# Suorin Air replacement cartridges



## Smoky Jordan (12/4/18)

Hi Guys

What vendors in JHB has stock of these cartridges?

Thank you.


----------



## SAVapeGear (12/4/18)

Vape Cartel will get next week.


----------



## Smoky Jordan (12/4/18)

SAVapeGear said:


> Vape Cartel will get next week.


Thanks @SAVapeGear it's just I got the set up on Tuesday and burnt out the coil so was really wanting to get a cartridge this weekend


----------



## SAVapeGear (12/4/18)

Smoky Jordan said:


> Thanks @SAVapeGear it's just I got the set up on Tuesday and burnt out the coil so was really wanting to get a cartridge this weekend


I am in the same boat.Went through 7 refills and need more pods.


----------



## Smoky Jordan (12/4/18)

SAVapeGear said:


> I am in the same boat.Went through 7 refills and need more pods.


I took a hit to see the airflow feel when I got it but left it on so I roasted the coil like a dumbass

Reactions: Funny 1


----------



## SAVapeGear (12/4/18)

Smoky Jordan said:


> I took a hit to see the airflow feel when I got it but left it on so I roasted the coil like a dumbass


Sorry about that.Don't think other vendors have them yet.Only Sirvape.

Reactions: Thanks 1


----------



## Smoky Jordan (12/4/18)

Such a BUMMER


----------



## Amir (13/4/18)

try noonclouds


----------



## craigb (13/4/18)

Smoky Jordan said:


> I took a hit to see the airflow feel when I got it but left it on so I roasted the coil like a dumbass


I'm laughing, but with you, not at you.
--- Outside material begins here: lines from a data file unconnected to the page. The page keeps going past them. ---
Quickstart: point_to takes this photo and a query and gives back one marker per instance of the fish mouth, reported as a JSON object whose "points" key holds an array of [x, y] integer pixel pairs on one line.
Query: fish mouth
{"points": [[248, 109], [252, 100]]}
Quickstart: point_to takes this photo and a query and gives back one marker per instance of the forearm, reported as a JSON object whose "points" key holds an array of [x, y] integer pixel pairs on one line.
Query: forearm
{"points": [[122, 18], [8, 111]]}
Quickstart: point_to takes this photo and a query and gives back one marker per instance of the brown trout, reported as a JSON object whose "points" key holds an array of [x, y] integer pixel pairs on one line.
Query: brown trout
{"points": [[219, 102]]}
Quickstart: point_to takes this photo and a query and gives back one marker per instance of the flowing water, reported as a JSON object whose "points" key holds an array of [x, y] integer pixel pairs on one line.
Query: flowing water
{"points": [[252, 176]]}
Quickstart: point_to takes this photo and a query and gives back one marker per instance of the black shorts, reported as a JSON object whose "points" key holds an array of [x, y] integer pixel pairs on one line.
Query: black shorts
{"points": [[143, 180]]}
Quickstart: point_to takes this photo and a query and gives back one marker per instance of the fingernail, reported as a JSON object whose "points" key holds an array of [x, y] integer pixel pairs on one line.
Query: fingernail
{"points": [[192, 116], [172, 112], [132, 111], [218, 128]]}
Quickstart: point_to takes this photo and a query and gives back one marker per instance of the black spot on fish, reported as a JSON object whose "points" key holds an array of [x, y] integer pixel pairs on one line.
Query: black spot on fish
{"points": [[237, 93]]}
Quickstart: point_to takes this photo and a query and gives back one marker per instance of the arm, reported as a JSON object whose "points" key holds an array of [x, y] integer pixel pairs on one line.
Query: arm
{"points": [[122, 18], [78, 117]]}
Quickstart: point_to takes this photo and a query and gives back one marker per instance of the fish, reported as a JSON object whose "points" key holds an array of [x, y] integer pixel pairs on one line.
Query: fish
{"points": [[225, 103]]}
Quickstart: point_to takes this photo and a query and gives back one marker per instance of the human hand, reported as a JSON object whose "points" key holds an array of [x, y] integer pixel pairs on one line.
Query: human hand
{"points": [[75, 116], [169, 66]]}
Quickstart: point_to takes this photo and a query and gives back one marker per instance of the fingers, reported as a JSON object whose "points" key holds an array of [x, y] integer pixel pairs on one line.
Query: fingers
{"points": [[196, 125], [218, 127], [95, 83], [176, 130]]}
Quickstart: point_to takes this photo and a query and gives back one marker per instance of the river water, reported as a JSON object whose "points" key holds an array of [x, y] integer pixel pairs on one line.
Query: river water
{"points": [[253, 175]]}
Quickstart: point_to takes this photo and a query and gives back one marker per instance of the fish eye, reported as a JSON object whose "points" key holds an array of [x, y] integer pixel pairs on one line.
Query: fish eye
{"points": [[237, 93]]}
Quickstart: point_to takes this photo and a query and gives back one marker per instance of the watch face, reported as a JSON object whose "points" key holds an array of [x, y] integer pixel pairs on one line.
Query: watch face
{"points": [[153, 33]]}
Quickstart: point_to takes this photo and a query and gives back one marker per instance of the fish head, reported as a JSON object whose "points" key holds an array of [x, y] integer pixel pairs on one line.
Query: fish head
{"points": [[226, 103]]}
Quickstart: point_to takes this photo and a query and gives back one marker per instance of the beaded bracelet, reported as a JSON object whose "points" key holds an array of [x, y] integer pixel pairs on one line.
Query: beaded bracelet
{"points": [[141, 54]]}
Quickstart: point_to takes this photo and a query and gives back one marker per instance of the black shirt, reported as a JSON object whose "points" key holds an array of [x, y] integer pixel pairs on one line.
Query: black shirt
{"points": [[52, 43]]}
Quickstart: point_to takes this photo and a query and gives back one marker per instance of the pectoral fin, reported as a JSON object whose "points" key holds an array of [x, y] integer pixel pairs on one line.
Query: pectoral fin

It's exactly the sort of thing I would do.

<note to self - when I get a pod system, make sure device is off before doing test puffs>

Reactions: Agree 2


----------



## Smoky Jordan (13/4/18)

Amir said:


> try noonclouds


Sold out unfortunately


----------



## SEAN P (13/4/18)

Our pods will be in on Monday according to tracking. They are going to be about R60


----------



## Smoky Jordan (13/4/18)

Thanks @SEAN P would have loved to have collected them this weekend

Reactions: Like 1


----------



## SEAN P (13/4/18)

Smoky Jordan said:


> Thanks @SEAN P would have loved to have collected them this weekend


I know how you feel @Smoky Jordan i actually bought a new unit yesterday just for the pod

Reactions: Like 1


----------



## Amir (13/4/18)

Smoky Jordan said:


> Sold out unfortunately



https://www.sirvape.co.za/collections/new/products/suorin-air-replacement-pod-coil

Reactions: Thanks 1


----------



## SEAN P (13/4/18)

@Smoky Jordan i just got a update on that shipment. It is out on delivery for this afternoon. If all goes well we will have the pods in stock. I will post up as soon as they are in

Reactions: Like 1 | Winner 1


----------



## Smoky Jordan (13/4/18)

SEAN P said:


> @Smoky Jordan i just got a update on that shipment. It is out on delivery for this afternoon. If all goes well we will have the pods in stock. I will post up as soon as they are in


Arr yeah!!!! AWESOME !!! Will be there in the morning to collect

Reactions: Like 1 | Winner 1


----------



## Amir (13/4/18)

SEAN P said:


> @Smoky Jordan i just got a update on that shipment. It is out on delivery for this afternoon. If all goes well we will have the pods in stock. I will post up as soon as they are in



This is why me loves the Cartel

Reactions: Agree 1 | Winner 1


----------



## SEAN P (13/4/18)

Good news guys. Pods are in. They will be up on the site shortly


----------



## Smoky Jordan (13/4/18)

SEAN P said:


> Good news guys. Pods are in. They will be up on the site shortly


Whoop whoop


----------